I was intrigued by this tweet yesterday by sitting MEP and current MEP candidate, Luke Ming Flanagan. Politicians in general, evidently, cannot always be trusted about what is being said to them “on the doors”, so take this as a data point rather than gospel:
5 days canvassing. Biggest issue by far. Cost of Living. Coming up at least 20 times more often than immigration. You wouldn't think that listening to @rtenews
— Luke 'Ming' Flanagan (@lukeming) May 2, 2024
The Government is, I think, objectively vulnerable on the cost of living. Ben’s exchange yesterday with Finance Minister Michael McGrath was instructive in relation to establishment attitudes to much of this issue: He sympathises with people feeling the impact of carbon tax increases, he says, but ultimately this is just something we have to do “because we’re part of the European Union”:
Asked why Ireland is raising carbon tax when its emissions are a fraction of a percent of the world total, Finance Minister Michael McGrath says he hears this point "quite often".
However, he says "We have to play our part" because "we are part of a collective European Union." pic.twitter.com/P31aUIXNSV
— gript (@griptmedia) May 2, 2024
Is that really good enough? When, a lot of people might be asking themselves, did we vote for that? In which treaty?
It is, of course, also not entirely true: While Ireland has chosen to bind itself to EU-wide emissions targets, it certainly has not committed to achieving those targets via any particular taxation policy. Taxation is simply the method that Dublin has chosen to employ – a conscious strategy, aping the decades-long war on smoking – to discourage driving by making it more expensive.

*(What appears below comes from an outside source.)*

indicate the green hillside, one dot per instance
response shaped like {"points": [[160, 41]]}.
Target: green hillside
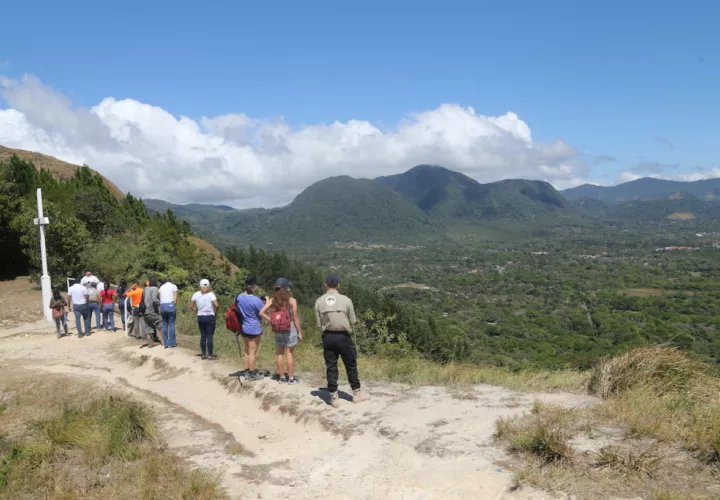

The difference is, of course, that smoking was never a necessity for people, while driving very much is. Yesterday morning, I asked Fatima to travel to a particular place outside Dublin to cover a particular story: Google maps put the journey time at 40 minutes if she used a car, and four hours if she relied on the public transport network. The same story applies to most of us, right across the island. We’re being taxed to discourage us from doing something that is unavoidable if we wish to live a normal life.
The Irish political establishment, like most of its kind, is almost entirely allergic to the idea of tax cuts for the public. That it is so is just a function of basic human psychology: The Government and the State’s power is derived in large part from the resources it can muster: Reducing revenue is to reduce state power and state capacity. Civil servants in particular are allergic to it, as are most politicians.
Last week, Independent Council Candidate in Dun Laoghaire, Cormac Lucey, pointed out that while civil servants and public servants in Ireland have had the benefit of “pay restoration” reversing the salary cuts they took during the great recession, the rest of us have never gotten “tax restoration”: The new taxes such as the USC which were applied to us to help the state through the recession. The recession went away; the USC stayed. For some reason, almost every political party is fine with that.
Part of the reason this is flying under the radar is, of course, just bandwidth: The country is rarely able to have more than one major issue debated concurrently. Right now, immigration is the issue dominating the airwaves.
I suspect, though, that Luke Ming Flanagan is correct. The cost of living is just as much – if not more – of a problem for many voters. Particularly in middle class communities where admitting to struggling is much more of a taboo than it is in working class estates. There’s an open door waiting to be pushed there, I think, for the parties or candidates with the right message.